Windows Forms Eventing: Adding Pub/Sub
In my last post, I described the creeping problem I’ve been having with wiring my large Windows Forms application up with EventHandler delegates. In short, the design becomes brittle—it’s hard to write and hard to change. Luckily, the solution is an easy one: Publish/Subscribe.
The Event Aggregator is a singleton. You can either manage this yourself, or you can have your Inversion of Control container do it for you. When an Event Receiver is created, it registers itself with the Event Aggregator, which stores a reference to the receiver. When a Event Sender sends a message to the Event Aggregator, the aggregator loops through all the registered receivers and calls a method on them to handle the event. This is facilitated by having the receivers implementing an interface.

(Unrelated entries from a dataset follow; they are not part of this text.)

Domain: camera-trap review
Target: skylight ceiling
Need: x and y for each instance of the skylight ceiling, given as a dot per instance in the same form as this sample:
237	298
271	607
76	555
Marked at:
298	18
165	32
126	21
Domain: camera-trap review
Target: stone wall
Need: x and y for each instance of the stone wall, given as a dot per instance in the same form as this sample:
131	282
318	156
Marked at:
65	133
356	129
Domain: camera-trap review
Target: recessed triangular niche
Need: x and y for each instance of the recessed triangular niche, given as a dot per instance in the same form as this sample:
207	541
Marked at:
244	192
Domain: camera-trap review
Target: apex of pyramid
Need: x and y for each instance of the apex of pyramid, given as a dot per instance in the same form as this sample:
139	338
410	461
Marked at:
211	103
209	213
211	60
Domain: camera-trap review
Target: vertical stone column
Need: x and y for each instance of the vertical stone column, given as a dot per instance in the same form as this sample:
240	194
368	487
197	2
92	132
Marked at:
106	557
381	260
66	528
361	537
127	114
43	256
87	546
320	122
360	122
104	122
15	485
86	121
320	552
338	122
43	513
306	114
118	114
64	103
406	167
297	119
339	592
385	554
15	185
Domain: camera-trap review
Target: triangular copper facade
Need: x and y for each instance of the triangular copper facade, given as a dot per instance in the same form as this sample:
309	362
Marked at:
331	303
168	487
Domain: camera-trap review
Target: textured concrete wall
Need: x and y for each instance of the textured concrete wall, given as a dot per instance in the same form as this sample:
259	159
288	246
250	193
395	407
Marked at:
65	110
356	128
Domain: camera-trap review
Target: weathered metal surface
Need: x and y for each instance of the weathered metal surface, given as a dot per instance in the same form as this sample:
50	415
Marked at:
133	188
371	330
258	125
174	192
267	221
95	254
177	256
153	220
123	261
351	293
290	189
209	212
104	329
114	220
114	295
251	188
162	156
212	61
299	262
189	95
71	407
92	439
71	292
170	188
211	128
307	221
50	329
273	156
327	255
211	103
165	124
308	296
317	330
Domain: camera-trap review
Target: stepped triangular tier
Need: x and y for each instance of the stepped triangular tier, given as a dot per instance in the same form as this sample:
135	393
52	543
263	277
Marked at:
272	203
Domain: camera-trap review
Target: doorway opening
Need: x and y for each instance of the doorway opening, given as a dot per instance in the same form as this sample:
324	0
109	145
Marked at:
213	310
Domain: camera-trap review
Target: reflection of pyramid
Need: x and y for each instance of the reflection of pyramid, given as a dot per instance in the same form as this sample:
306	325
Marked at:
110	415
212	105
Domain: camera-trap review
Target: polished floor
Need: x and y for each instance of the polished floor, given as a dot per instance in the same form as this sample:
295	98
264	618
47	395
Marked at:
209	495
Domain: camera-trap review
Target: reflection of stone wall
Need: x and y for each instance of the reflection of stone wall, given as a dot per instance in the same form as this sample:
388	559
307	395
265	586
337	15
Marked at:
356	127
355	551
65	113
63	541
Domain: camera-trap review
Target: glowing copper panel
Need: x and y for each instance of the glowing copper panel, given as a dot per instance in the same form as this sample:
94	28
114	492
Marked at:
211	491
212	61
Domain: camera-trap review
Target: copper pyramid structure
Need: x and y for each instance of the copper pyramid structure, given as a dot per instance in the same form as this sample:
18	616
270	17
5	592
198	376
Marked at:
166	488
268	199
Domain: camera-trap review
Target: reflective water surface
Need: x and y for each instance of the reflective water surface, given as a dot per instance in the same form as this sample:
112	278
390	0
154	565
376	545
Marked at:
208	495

Here’s a simple implementation:
public class EventMessage
{
public string MessageText
{ get; set; }
}
public interface IEventReceiver
{
void Handle(EventMessage message);
}
public interface IEventAggregator
{
void SendMessage(EventMessage message);
void AddReceiver(IEventReceiver receiver);
void RemoveReceiver(IEventReceiver receiver);
}
public class EventAggregator
: IEventAggregator
{
private readonly List<IEventReceiver>
receivers = new List<IEventReceiver>();
#region IEventAggregator Members
public void SendMessage(EventMessage
message)
{
receivers.ForEach(r => r.Handle(message));
}
public void AddReceiver(IEventReceiver
receiver)
{
if (receivers.Contains(receiver)) return;
receivers.Add(receiver);
}
public void RemoveReceiver(IEventReceiver
receiver)
{
receivers.Remove(receiver);
}
#endregion
}
public class EventReceiver
: IEventReceiver
{
public EventReceiver(IEventAggregator aggregator)
{
aggregator.AddReceiver(this);
}
#region IEventReceiver Members
public void Handle(EventMessage
message)
{
Console.WriteLine(message.MessageText);
}
#endregion
}
public class EventSender
{
private IEventAggregator aggregator;
public EventSender(IEventAggregator aggregator)
{
this.aggregator = aggregator;
}
public void SendErrorMessage(string message)
{
aggregator.SendMessage(new EventMessage { MessageText
= message });
}
}
This is a big improvement over manual event wiring through an application. No longer do the targets of a message need to know (have references to) the senders of the message in order to make the connection. You can add a new target (receiver) without changing the code of the sender. You can add a new sender without changing the code of the receivers. And you don’t have to manually map things out in some sort of registry class. This is simple easy and it will work.
It’s always something with you, isn’t it?
Ok. I like it. I’m happy. But how many of these things am I going to have floating around? It seems like a lot of code to write to hand one type of event between some components. I’m going to have to hire some Indian outsourcing company to write all of these singleton aggregators.